We left our cozy Valparaiso hostel on January 29 and picked up our first rental car of the trip, excited and slightly apprehensive about the 3-4 hour drive southeast to Santa Cruz in the Colchagua Valley, Chile’s main (red) winemaking region. We had spent several hours in Valparaiso deciding on next steps, knowing only that we had to make it to Puerto Natales in the south by February 8 to meet friends. Given our love for wine, wineries, and sunny pretty places, I’m not sure why it was such a tough decision, but ultimately we decided to splurge a bit, rent a car and explore the area.
It was a definite break from our (only slightly upscale) backpacker budget and routine. The drive was fun– Brian handled the chaotic road out of downtown Valparaiso like a champ, I navegated in large part based on the sun (you don’t realize how much you rely on Google Maps until you’re without it…) and yet we made good time. We stayed at a gorgeous small hotel, complete with a pool, in a room with a private bathroom– a rarity in itself, and this one was the size of many of our previous bedrooms.
The approach to winery visits in this region is for the most part different from what we’re used to in Napa/Sonoma. There, you can generally drop in for a tasting. Here, most places require reservations and typically offer a tour in connection with the tasting, with more emphasis on the former. We were a bit apprehensive about this as 1) it’s considerably pricier; and 2) we’ve toured wineries in the past and no matter how different one may be from the other, tour overload causes our eyes to glaze over relatively quickly. Accordingly, we paced ourselves, touring one winery on each of the three days that we were there and squeezing in only one other tasting. The rest of the time we enjoyed slow mid-afternoon lunches, took full advantage of the pool at our posada, and finished off the evenings with wine and snacks on the patio.

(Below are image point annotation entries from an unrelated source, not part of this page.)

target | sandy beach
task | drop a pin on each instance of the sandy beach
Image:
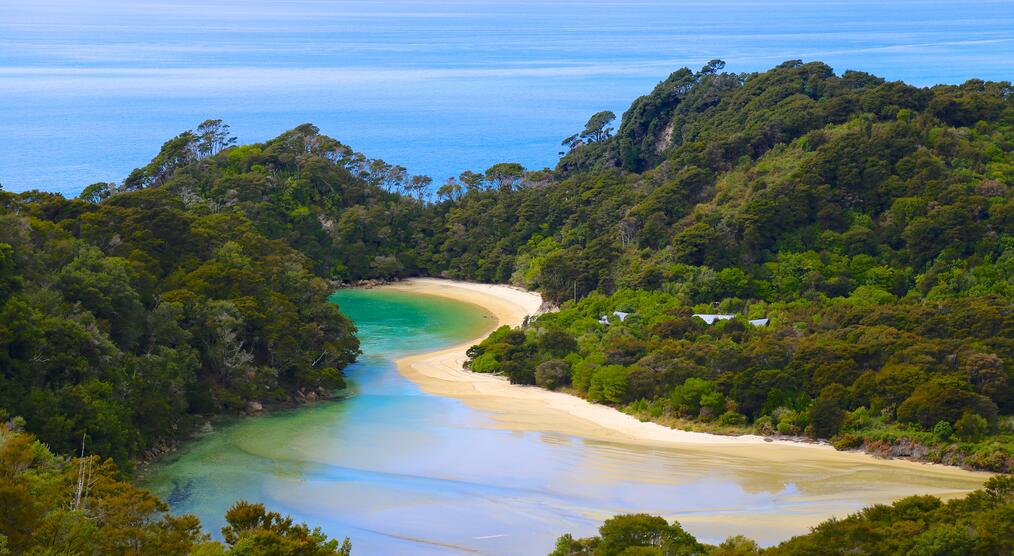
(533, 409)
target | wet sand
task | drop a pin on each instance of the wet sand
(533, 409)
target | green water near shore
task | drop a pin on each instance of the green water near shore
(404, 472)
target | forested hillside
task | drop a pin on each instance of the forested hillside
(871, 223)
(126, 324)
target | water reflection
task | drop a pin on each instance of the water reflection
(401, 471)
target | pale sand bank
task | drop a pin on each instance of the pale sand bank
(533, 409)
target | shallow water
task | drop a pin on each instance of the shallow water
(404, 472)
(90, 88)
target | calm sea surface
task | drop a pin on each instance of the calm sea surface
(404, 472)
(90, 88)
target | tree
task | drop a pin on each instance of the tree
(596, 129)
(450, 191)
(505, 176)
(213, 137)
(970, 427)
(96, 193)
(252, 530)
(553, 373)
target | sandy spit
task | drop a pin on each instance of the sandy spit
(533, 409)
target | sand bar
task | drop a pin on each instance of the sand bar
(533, 409)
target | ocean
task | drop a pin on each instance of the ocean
(89, 89)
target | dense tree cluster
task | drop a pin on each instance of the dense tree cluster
(848, 368)
(981, 524)
(870, 221)
(131, 321)
(53, 504)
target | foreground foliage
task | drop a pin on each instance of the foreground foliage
(51, 504)
(980, 524)
(132, 321)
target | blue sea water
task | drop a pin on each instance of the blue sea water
(90, 88)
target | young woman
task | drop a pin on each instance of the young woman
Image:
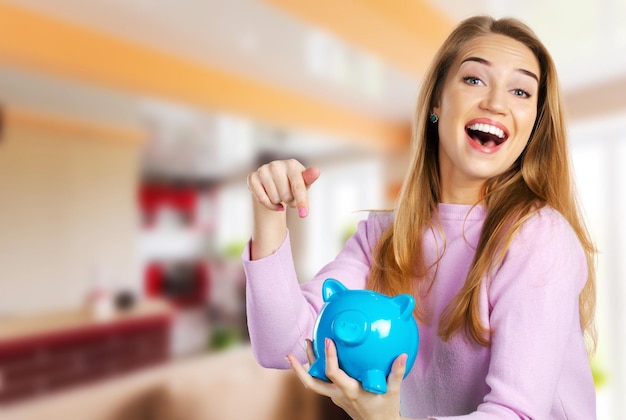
(486, 235)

We toured Viña Montes, Viña Viu Manent, and Viña MontGras, and had a tasting at Viña Estampa. We’d recommend all of them for different reasons. Montes had a beautiful facility (including a gorgeous vaulted barrel room with Gregorian chants playing 24/7, evidently to benefit the wines), and all of its grapes are hand-picked.

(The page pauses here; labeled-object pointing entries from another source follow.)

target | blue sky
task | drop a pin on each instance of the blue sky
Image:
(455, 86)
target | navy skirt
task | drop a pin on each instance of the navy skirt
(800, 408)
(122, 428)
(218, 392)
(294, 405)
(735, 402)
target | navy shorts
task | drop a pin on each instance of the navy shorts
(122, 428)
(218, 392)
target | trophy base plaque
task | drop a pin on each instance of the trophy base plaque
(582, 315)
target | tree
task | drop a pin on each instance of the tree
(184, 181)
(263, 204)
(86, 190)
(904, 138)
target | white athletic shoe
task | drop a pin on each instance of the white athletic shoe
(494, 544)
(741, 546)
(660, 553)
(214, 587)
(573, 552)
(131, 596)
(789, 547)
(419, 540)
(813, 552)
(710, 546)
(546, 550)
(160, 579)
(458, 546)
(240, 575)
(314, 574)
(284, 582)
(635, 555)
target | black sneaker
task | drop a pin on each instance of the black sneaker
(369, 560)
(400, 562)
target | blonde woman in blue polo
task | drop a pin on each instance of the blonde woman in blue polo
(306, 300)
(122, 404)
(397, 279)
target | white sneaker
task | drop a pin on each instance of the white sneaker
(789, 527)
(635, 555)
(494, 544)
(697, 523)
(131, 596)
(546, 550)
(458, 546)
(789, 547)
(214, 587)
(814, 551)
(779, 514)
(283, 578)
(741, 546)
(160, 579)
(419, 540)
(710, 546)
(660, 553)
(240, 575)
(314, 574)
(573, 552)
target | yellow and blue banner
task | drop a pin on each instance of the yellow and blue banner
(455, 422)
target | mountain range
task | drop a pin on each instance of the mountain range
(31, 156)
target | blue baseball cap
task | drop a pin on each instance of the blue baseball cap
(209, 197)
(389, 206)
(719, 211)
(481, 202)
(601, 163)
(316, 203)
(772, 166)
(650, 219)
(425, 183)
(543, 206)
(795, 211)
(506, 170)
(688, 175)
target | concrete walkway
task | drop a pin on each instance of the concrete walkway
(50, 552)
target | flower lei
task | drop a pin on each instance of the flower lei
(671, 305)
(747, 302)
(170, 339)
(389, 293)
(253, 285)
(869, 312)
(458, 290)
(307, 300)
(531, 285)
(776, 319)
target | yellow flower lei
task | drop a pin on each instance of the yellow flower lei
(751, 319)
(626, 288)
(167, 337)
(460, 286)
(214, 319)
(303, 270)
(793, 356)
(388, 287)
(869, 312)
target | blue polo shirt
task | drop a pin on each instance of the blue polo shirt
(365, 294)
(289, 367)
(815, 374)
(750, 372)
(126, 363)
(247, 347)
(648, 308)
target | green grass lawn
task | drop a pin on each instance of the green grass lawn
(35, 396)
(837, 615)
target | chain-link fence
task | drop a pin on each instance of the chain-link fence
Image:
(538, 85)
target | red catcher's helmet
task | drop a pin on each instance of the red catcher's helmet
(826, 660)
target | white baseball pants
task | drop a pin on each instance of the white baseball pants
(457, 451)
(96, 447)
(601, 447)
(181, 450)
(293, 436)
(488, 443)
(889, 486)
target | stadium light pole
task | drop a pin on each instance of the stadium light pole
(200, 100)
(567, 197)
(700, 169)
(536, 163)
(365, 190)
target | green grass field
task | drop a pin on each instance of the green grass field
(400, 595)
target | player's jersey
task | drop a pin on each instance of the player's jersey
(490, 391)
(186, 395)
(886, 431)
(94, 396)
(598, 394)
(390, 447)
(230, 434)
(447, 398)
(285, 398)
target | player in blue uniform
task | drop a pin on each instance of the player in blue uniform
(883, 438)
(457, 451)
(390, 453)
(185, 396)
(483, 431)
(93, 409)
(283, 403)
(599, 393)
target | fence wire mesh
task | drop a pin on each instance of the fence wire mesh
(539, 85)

To compound the fanciness, we were lucky enough to arrive right after a group of commercial tasters, so we got a premium tasting by taking advantage of the open bottles. At Viu Manent, we took a horse-drawn carriage around the gorgeous grounds.
MontGras takes first prize even though we had an ordinary tasting, there were no horses, and some of the grapes are (gasp!) machine-picked. We had a wonderful guide, Cristian, and had the chance to go out into the vines and try various grapes, as well as a kumquat for good measure. We also got to drink a developing malbec straight from the vat.

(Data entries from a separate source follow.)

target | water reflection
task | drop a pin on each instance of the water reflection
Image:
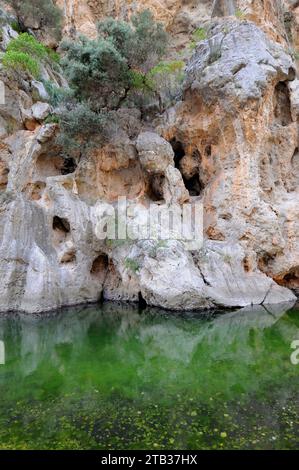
(109, 366)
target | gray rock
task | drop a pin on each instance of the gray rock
(237, 61)
(40, 110)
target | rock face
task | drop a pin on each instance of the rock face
(231, 143)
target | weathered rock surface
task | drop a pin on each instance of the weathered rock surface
(231, 143)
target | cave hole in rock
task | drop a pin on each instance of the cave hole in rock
(282, 110)
(155, 189)
(194, 185)
(291, 280)
(69, 257)
(100, 267)
(53, 164)
(4, 172)
(69, 166)
(178, 150)
(61, 225)
(141, 302)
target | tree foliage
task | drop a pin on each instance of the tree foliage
(37, 14)
(106, 69)
(104, 74)
(24, 54)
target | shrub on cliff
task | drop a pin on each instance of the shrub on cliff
(37, 14)
(104, 74)
(105, 70)
(24, 55)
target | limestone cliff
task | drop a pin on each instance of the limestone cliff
(230, 141)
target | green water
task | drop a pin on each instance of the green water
(112, 377)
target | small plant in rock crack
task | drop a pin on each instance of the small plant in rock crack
(25, 55)
(240, 14)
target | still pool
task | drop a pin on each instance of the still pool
(114, 377)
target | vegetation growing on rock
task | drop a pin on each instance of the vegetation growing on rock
(37, 15)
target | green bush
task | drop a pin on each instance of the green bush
(105, 73)
(27, 44)
(37, 14)
(132, 265)
(108, 68)
(21, 62)
(25, 54)
(81, 127)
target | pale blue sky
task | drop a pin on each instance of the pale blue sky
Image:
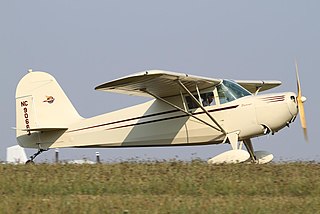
(85, 43)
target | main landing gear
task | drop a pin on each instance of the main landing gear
(32, 157)
(237, 155)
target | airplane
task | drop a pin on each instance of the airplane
(184, 110)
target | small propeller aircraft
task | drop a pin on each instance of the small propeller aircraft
(185, 110)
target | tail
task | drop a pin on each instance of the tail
(43, 111)
(16, 154)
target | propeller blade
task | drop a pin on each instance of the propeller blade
(300, 101)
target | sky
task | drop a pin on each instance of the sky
(86, 43)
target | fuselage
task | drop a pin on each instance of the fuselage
(205, 117)
(156, 124)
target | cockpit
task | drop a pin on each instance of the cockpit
(225, 92)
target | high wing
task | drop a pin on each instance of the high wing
(161, 83)
(255, 86)
(164, 84)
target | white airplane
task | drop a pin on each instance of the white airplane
(186, 110)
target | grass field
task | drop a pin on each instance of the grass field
(160, 187)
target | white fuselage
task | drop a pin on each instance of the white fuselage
(155, 123)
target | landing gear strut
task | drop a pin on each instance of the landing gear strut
(32, 157)
(249, 148)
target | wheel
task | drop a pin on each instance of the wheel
(29, 162)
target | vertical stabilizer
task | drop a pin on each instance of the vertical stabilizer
(16, 155)
(41, 106)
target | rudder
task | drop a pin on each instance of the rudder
(41, 105)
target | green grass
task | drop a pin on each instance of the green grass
(160, 187)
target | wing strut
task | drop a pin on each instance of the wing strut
(180, 109)
(200, 106)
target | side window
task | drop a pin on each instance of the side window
(191, 104)
(207, 99)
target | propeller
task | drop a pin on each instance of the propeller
(301, 99)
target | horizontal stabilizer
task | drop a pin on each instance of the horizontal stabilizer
(45, 129)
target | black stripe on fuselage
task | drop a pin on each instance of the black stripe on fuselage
(151, 121)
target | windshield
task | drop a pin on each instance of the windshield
(229, 91)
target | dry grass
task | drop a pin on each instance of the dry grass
(165, 187)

The wines themselves were unsurprisingly delicious, although we aren’t especially picky (we’ve been happily drinking quite a bit of inexpensive Carmenere (Chile’s signature red) for the last four weeks). We expanded our palates a bit at the wineries, and learned that a very high percentage of Chilean wine is exported, particularly from the higher-end wineries. At the places we visited, between 85 and 96 percent of the wine made is sold outside of the country. We’ll definitely keep an eye out for these labels in the U.S. in the future.